In the first instance the applicants and workers on this proposal will benefit from first hand experience and knowledge discovery stemming from the research proposal and its outputs. This knowledge transfer extends to other associated with the project including undergraduate and postgraduate students. More widely, the output of our research may have benefit directly to those treated with drugs developed from this programme in the long term as well as contributing to the development of a UK bioscience agenda and infrastructure for UK health, wealth and knowledge based economy.

How will they benefit from this research?
The discovery of new strategy's and targets for antimicrobial drug development could have profound influence on the nations health through the direct application of new drugs stemming from this research to treat infections disease. It is absolutely clear that some infections are becoming difficult, if not impossible to treat leading to increased morbidity and mortality. Hospital acquired infections in particular lead to the premature death of citizens who would otherwise have much to contribute to society.
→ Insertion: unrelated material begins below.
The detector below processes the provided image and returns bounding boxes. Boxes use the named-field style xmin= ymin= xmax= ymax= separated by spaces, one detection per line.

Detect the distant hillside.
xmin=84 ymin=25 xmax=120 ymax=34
Treating these patients is a significant cost to health care services and places strain on all concerned particularly society supporting the affected individuals, their relatives and wider communities.
Although the development of new antimicrobials takes in excess of 10 years at present and represent multimillion investments for the companies involved, there is a clear unmet medical need for these drugs and new treatments are urgently needed to enter the developmental pipeline. Academic-Industry interaction is a key part of this process, particularly in early stage discovery. This project may be a pivotal step in the process and overcomes a clearly defined scientific barrier in the process and contribute to the (re) generation of antimicrobial drug development in the UK where we have a long history of development.